Another approach to comparing sample proportions is based on Bayes’ theorem and the principles of Bayesian inference. In contrast to the frequentist approach, the Bayesian approach allows for the incorporation of prior knowledge about the parameter of interest. We start with a prior probability distribution for the parameter (the proportion of Teslas on the road) and update it based on the data we collect.
To use Bayesian analysis, we estimate a distribution for the parameter which reflects our beliefs about the true proportion of Teslas in each area. Notice here that we have a distribution of possible proportions rather than a single estimate. This can help us quantify the uncertainty of our knowledge.
First, we need to figure out our “prior” information about the proportion of Teslas on the road. According to Car and Driver, roughly 1% of the cars on the road are electric. According to Electrek, Tesla owns roughly two-thirds of the EV market in the US. This would mean that roughly 0.66% of cars on the road in the US are Teslas. However, there is uncertainty in those estimates AND that is for the entire United States. We would expect the rate to be higher in major cities. We can choose a relatively wide distribution as our prior since we have a lot of uncertainty.
We’ll assume the mean of the prior distribution is .05 (so the most likely proportion of Teslas in either city is 5%) and the standard deviation is .1 (which reflects a high uncertainty). We can model this distribution as a Beta Distribution with that mean and standard deviation.
Next, we can create ‘posterior distributions’ of the Tesla proportions in both San Francisco and Cary. We will start with the same prior distribution, and then update using the observed data from my survey.
Posterior Distribution of Tesla Rate
We can see that generally the rate is expected to be higher in San Francisco than in Cary, but there is still a lot of overlap in the distributions.
Since what we really care about is the difference between the rate of Teslas between San Francisco and Cary, we can sample from each of the two and take the difference between them. This gives us a distribution of the differences between the San Francisco Tesla rate and the Cary Tesla rate. Zero indicates no difference, a positive value indicates that San Francisco has a higher rate of Teslas.
Difference in Rate of Teslas (San Francisco, CA and Cary, NC)
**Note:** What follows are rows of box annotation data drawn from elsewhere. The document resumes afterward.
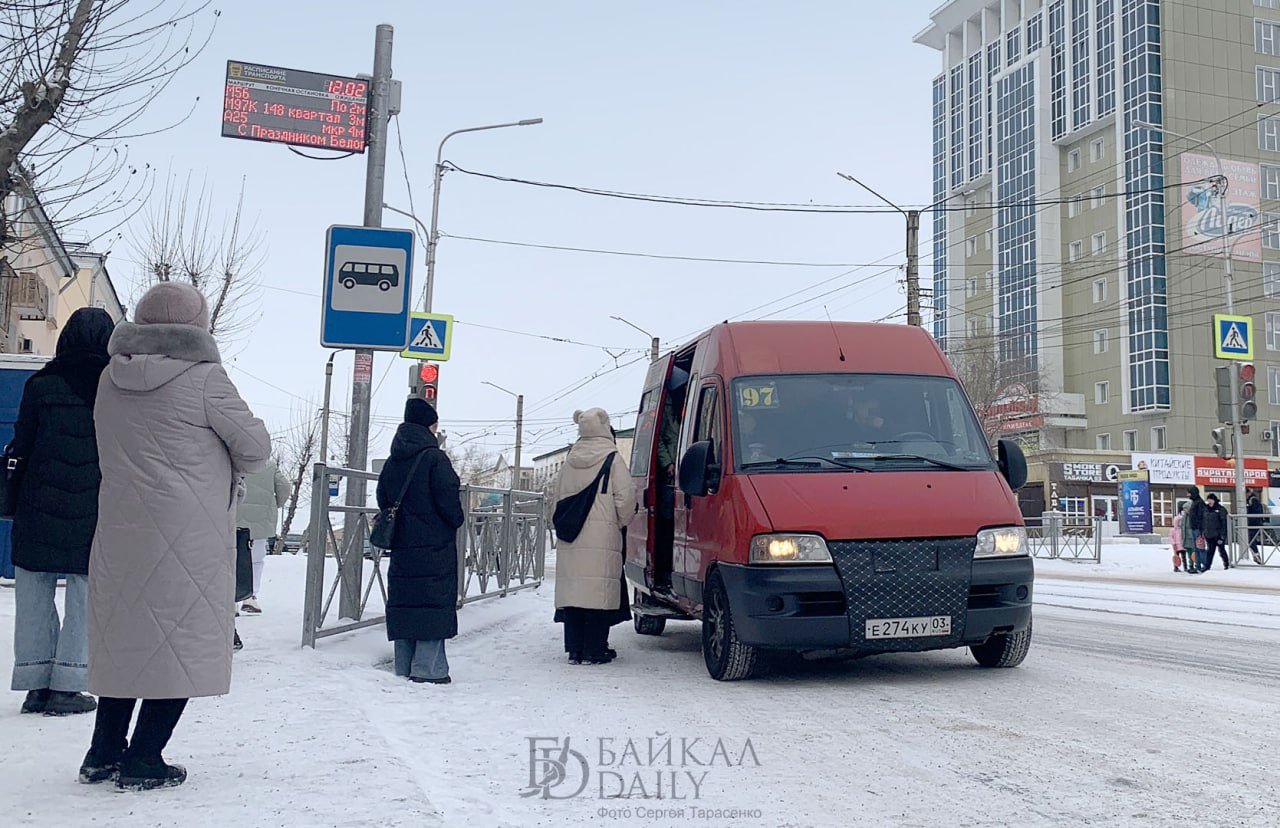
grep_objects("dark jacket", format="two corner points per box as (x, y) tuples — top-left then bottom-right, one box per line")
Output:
(378, 422), (465, 641)
(1204, 503), (1226, 537)
(10, 308), (113, 575)
(1188, 489), (1208, 532)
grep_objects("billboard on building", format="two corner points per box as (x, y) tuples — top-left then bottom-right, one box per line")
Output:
(1171, 152), (1262, 261)
(1133, 453), (1196, 486)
Percentage Point Difference
With the Bayesian approach we have some more flexibility in the way we think about the output. We don’t simply reject or fail-to-reject the null hypothesis – we have a distribution of values. This distribution is centered at 0.036, so our most likely estimate is that the rate of Teslas is 3 percentage points higher in SF than in Cary. We can also gauge how confident we are that the rate is higher in SF at all. As shown in the graph, zero difference is at the 16th percentile of this distribution, so we can say we are 84% confident the rate of Teslas is higher in San Francisco.